Modeling in history: using LLMs to automatically produce diagrammatic models synthesizing Piketty’s historiographical thesis on economic inequalities

Axel Matthey (University of Lausanne)

This research integrates theoretical digital history with economic history. Employing Large Language Models, we aim to automatically produce historiographical diagrams for analysis. Our experience with the manual production of historiographical diagrams suggests that LLMs might be useful to support the automatic generation of such historiographical diagrams which aim at facilitating the visualization and understanding of complex historical narratives and causal relationships between historical variables. Our initial exploration involved using Google’s LLM (Gemini 1.5 Pro) and OpenAI’s GPT-4o to convert a concise historical article by Piketty into a simplified causal diagram. This article is A Historical Approach to Property, Inequality and Debt: Reflections on Capital in the 21st Century . LLMs have demonstrated remarkable capabilities in various domains, including understanding and generating code, translating languages, and even creating different creative text formats. We show that LLMs can be trained to analyze historical texts, identify causal relationships between concepts, and automatically generate corresponding diagrammatic models. This could significantly enhance our ability to visualize and comprehend complex historical narratives, making implicit connections explicit, and facilitating further exploration and analysis.

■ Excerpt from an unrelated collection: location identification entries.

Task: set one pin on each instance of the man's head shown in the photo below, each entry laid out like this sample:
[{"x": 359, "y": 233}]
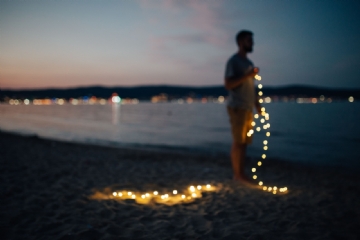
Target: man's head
[{"x": 244, "y": 40}]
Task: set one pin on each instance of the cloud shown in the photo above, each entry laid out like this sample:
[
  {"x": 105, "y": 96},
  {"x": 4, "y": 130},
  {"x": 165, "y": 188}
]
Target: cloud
[{"x": 192, "y": 25}]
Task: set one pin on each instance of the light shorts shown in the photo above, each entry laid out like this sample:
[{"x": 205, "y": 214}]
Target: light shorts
[{"x": 240, "y": 120}]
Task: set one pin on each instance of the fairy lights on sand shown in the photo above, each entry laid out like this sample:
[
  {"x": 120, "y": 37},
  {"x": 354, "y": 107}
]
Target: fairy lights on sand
[
  {"x": 170, "y": 198},
  {"x": 263, "y": 118}
]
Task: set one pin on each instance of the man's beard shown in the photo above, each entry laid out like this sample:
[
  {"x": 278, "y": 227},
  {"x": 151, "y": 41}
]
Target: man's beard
[{"x": 248, "y": 48}]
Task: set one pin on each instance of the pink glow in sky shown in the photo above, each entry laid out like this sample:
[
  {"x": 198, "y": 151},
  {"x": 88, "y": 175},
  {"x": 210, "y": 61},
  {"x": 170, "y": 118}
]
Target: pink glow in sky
[{"x": 125, "y": 43}]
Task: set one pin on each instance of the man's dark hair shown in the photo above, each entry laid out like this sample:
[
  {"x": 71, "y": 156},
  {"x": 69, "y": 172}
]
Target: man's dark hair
[{"x": 241, "y": 35}]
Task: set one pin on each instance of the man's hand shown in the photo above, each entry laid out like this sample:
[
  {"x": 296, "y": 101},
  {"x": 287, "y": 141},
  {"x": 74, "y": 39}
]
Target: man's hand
[{"x": 254, "y": 72}]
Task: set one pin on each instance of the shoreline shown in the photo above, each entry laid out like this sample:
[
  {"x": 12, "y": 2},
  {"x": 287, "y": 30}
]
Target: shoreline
[
  {"x": 47, "y": 183},
  {"x": 182, "y": 150}
]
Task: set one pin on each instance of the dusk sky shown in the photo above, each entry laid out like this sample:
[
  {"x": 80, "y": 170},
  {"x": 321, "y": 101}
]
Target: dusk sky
[{"x": 127, "y": 43}]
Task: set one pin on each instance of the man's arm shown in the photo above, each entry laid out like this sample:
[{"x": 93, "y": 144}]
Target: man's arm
[
  {"x": 257, "y": 105},
  {"x": 233, "y": 82}
]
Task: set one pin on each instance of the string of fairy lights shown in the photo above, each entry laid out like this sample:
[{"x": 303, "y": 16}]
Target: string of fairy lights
[
  {"x": 188, "y": 195},
  {"x": 193, "y": 192},
  {"x": 263, "y": 118}
]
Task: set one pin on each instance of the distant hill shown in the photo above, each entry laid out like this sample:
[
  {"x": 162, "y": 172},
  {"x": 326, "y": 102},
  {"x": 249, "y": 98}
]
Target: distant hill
[{"x": 146, "y": 92}]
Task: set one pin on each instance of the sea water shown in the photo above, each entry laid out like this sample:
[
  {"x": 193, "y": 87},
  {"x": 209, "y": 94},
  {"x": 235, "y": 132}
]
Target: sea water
[{"x": 325, "y": 133}]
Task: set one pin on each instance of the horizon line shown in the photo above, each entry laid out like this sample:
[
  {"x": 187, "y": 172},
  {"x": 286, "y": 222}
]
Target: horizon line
[{"x": 168, "y": 85}]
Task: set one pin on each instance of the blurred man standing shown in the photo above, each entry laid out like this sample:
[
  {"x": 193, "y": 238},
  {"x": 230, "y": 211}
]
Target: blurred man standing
[{"x": 239, "y": 81}]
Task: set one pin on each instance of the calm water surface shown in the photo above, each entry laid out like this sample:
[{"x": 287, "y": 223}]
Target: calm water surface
[{"x": 327, "y": 134}]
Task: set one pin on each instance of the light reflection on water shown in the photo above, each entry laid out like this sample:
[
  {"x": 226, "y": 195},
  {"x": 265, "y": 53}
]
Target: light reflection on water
[{"x": 319, "y": 133}]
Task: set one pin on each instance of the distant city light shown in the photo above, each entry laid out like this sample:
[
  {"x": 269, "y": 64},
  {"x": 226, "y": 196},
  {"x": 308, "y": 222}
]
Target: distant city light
[
  {"x": 221, "y": 99},
  {"x": 115, "y": 99}
]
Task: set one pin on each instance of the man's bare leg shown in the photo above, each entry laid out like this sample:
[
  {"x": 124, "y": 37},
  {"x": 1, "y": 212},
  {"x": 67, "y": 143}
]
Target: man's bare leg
[{"x": 238, "y": 154}]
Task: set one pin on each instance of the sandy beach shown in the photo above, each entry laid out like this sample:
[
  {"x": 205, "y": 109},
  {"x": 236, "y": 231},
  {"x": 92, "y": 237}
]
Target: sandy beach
[{"x": 46, "y": 189}]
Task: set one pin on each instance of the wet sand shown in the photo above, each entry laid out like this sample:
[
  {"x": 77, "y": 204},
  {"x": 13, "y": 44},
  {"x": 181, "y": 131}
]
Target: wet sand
[{"x": 46, "y": 189}]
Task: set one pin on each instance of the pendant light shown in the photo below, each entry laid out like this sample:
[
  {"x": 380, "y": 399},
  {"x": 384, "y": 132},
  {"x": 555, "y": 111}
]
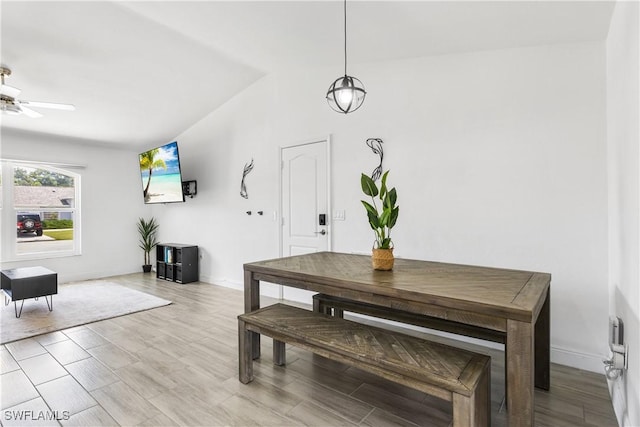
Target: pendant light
[{"x": 346, "y": 94}]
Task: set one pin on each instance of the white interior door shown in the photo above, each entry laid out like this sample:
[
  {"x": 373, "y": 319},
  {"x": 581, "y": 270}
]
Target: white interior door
[{"x": 305, "y": 204}]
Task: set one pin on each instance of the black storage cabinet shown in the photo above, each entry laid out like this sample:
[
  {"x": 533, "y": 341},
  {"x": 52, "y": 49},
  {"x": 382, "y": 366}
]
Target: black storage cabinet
[{"x": 177, "y": 263}]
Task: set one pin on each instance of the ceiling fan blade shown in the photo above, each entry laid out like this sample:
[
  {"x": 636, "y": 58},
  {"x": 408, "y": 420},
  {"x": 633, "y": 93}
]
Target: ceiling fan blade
[
  {"x": 29, "y": 112},
  {"x": 9, "y": 91},
  {"x": 53, "y": 105}
]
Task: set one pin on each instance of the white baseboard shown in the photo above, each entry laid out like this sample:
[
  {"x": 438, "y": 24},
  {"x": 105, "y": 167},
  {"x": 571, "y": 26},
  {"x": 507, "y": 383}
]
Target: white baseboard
[{"x": 575, "y": 359}]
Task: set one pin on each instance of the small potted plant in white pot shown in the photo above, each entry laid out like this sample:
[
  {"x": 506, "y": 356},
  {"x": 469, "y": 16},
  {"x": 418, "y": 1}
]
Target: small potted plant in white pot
[
  {"x": 381, "y": 219},
  {"x": 148, "y": 241}
]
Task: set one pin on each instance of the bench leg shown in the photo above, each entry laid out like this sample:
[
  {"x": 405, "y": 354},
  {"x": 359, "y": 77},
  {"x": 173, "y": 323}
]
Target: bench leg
[
  {"x": 475, "y": 410},
  {"x": 321, "y": 307},
  {"x": 279, "y": 353},
  {"x": 245, "y": 354}
]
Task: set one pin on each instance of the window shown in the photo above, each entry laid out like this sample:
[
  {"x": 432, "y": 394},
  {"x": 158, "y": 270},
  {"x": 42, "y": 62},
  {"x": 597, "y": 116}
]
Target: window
[{"x": 43, "y": 201}]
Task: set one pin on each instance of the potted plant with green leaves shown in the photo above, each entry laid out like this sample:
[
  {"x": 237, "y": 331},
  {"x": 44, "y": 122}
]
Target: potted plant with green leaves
[
  {"x": 381, "y": 219},
  {"x": 147, "y": 230}
]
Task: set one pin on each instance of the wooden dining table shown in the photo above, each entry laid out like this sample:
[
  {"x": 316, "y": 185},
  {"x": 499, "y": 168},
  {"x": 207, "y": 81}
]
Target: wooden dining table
[{"x": 513, "y": 302}]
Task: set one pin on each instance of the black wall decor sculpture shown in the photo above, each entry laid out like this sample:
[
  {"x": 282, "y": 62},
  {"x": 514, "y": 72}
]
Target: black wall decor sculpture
[
  {"x": 376, "y": 146},
  {"x": 243, "y": 188}
]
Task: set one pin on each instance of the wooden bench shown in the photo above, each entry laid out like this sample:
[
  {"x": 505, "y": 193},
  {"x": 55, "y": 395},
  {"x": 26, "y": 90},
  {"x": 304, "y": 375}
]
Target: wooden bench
[
  {"x": 458, "y": 376},
  {"x": 336, "y": 306}
]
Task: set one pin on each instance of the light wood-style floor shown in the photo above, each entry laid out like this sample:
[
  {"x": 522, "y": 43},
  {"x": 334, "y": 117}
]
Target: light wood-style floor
[{"x": 177, "y": 365}]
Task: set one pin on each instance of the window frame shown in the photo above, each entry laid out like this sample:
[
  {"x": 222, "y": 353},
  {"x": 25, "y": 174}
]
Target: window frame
[{"x": 8, "y": 211}]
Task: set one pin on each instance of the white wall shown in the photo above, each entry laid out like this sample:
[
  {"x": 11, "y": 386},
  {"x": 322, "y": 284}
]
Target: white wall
[
  {"x": 111, "y": 203},
  {"x": 623, "y": 112},
  {"x": 499, "y": 159}
]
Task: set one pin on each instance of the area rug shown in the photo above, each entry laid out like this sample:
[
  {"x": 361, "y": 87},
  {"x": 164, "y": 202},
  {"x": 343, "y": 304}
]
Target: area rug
[{"x": 74, "y": 305}]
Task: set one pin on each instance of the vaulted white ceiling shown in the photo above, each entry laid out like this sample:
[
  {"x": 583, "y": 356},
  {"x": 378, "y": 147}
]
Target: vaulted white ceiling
[{"x": 140, "y": 73}]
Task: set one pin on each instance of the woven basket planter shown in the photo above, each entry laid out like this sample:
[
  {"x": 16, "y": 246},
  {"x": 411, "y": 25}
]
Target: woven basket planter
[{"x": 382, "y": 259}]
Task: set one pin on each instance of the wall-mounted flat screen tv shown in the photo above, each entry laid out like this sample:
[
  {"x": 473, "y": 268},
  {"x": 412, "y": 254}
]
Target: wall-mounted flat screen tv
[{"x": 161, "y": 177}]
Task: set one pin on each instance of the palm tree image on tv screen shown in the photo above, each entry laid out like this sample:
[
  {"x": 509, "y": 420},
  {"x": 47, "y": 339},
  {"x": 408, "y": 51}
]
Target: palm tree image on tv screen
[{"x": 161, "y": 177}]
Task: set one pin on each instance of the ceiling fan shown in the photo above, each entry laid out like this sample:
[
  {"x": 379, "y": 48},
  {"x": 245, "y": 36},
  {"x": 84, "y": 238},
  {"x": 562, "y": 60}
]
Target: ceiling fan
[{"x": 10, "y": 105}]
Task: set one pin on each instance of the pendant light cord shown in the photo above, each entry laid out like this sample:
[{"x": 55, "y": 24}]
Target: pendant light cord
[{"x": 345, "y": 37}]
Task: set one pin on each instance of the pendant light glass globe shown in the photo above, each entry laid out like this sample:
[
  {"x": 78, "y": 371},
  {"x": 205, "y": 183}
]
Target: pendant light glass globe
[{"x": 346, "y": 94}]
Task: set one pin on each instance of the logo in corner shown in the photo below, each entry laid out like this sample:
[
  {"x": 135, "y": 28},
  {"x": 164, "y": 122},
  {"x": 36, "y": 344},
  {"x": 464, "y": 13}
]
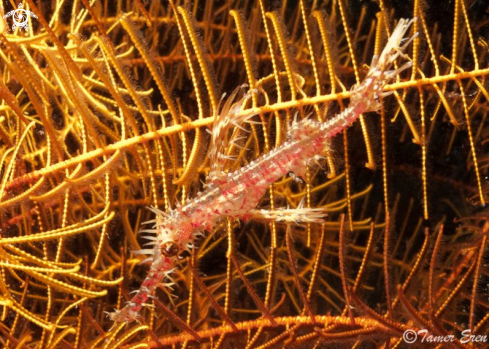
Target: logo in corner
[{"x": 20, "y": 17}]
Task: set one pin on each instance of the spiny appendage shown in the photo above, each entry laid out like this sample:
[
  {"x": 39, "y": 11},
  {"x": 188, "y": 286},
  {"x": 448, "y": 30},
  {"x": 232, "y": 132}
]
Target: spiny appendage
[
  {"x": 167, "y": 238},
  {"x": 160, "y": 269},
  {"x": 231, "y": 115},
  {"x": 370, "y": 90},
  {"x": 365, "y": 97}
]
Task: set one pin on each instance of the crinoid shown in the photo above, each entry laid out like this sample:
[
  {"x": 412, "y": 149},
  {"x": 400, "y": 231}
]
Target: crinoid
[{"x": 104, "y": 112}]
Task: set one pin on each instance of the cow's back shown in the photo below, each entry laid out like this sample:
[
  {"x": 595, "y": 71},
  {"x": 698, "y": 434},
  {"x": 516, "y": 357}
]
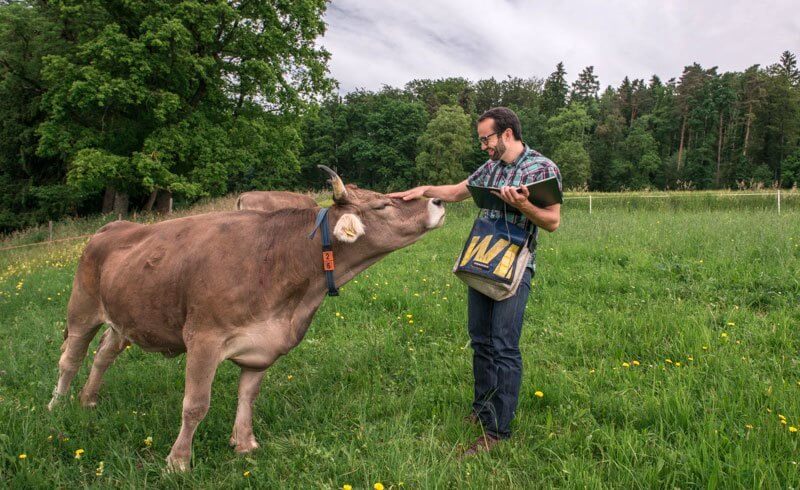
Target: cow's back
[{"x": 152, "y": 279}]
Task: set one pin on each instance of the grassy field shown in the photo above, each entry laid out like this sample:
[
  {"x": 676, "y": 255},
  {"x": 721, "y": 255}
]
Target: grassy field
[{"x": 664, "y": 341}]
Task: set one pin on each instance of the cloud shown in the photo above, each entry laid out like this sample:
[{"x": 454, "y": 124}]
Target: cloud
[{"x": 376, "y": 43}]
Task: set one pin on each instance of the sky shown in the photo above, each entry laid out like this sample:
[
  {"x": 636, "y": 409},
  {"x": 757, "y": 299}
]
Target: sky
[{"x": 384, "y": 42}]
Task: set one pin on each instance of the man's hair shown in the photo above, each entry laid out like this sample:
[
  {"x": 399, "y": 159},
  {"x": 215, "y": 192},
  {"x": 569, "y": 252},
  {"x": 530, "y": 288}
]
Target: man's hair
[{"x": 504, "y": 118}]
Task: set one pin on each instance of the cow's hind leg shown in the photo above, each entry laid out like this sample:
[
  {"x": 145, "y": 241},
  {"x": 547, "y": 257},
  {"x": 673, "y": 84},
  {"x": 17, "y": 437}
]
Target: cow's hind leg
[
  {"x": 111, "y": 344},
  {"x": 201, "y": 366},
  {"x": 83, "y": 321},
  {"x": 242, "y": 437}
]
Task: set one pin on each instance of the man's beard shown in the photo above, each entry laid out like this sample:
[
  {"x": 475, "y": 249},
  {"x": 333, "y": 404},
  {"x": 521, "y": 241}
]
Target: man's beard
[{"x": 498, "y": 150}]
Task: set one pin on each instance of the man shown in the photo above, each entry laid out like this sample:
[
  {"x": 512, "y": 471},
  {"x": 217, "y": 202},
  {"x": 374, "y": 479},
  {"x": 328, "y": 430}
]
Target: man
[{"x": 495, "y": 326}]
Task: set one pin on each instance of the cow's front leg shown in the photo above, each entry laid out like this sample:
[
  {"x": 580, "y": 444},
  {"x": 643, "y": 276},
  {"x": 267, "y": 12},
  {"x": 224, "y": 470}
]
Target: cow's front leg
[
  {"x": 242, "y": 437},
  {"x": 201, "y": 366}
]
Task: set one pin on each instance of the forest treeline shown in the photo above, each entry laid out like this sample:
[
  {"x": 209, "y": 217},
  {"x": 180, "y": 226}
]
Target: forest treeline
[{"x": 111, "y": 105}]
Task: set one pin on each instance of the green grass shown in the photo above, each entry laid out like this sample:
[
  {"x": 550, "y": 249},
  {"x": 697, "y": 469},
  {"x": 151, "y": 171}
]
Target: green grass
[{"x": 375, "y": 398}]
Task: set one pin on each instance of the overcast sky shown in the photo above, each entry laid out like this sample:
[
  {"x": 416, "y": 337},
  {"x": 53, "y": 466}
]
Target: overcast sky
[{"x": 377, "y": 42}]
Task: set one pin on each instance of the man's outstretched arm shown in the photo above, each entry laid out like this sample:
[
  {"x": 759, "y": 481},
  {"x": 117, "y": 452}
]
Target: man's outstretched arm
[{"x": 449, "y": 193}]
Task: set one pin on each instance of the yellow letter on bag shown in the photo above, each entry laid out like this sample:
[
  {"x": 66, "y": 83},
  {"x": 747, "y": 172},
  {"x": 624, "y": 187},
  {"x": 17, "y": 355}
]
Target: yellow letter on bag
[{"x": 478, "y": 250}]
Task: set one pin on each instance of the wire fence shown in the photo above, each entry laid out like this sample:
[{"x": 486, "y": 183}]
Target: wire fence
[{"x": 777, "y": 201}]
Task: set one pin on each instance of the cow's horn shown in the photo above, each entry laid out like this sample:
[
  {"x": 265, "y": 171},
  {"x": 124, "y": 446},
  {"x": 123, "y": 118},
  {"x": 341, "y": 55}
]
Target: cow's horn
[{"x": 339, "y": 191}]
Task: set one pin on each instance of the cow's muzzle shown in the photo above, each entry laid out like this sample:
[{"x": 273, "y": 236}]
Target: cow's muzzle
[{"x": 435, "y": 213}]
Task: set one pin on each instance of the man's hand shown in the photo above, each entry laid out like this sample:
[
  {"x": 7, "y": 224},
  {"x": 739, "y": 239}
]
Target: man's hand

Historiographical theories explore the nature of historical inquiry, focusing on how historians represent and interpret the past: in this research, the use of diagrams is being considered as a means to enhance the communication, visualization, and understanding of these complex theories.

Computational Illegalism

Luke Stark (Western University Canada)

In his analysis of the concept in his lectures on the development of the “punitive society,” Michel Foucault describes the eighteenth century as a period of “systematic illegalism,” including both lower-class or popular illegalism and “the illegalism of the privileged, who evade the law through status, tolerance, and exception” (Foucault 2015, 142). In this paper, I argue that illegalism has new utility as an analytic concept in the history of computing. Illegalism is a characteristic of both the business models and rhetorical positioning of many contemporary digital media firms. Indeed, such “computational illegalism” is so rife that commentators often seem to accept it as a necessary aspect of Silicon Valley innovation.

In this presentation, I describe illegalism as theorized by Foucault and others and develop a theory of platform illegalism grounded in the history of technical and business models for networked computing since the 1970s. This presentation is part of a larger project in which I document the prevalence of illegalism on the part of digital platforms in various arenas, focusing in particular on platform labor and generative AI; examine the range of responses to such illegalism from consumers, activists, and governments; and formulate recommendations regarding ways to account for platform illegalism in scholarly and activist responses as part of governance mechanisms for digitally mediated societies.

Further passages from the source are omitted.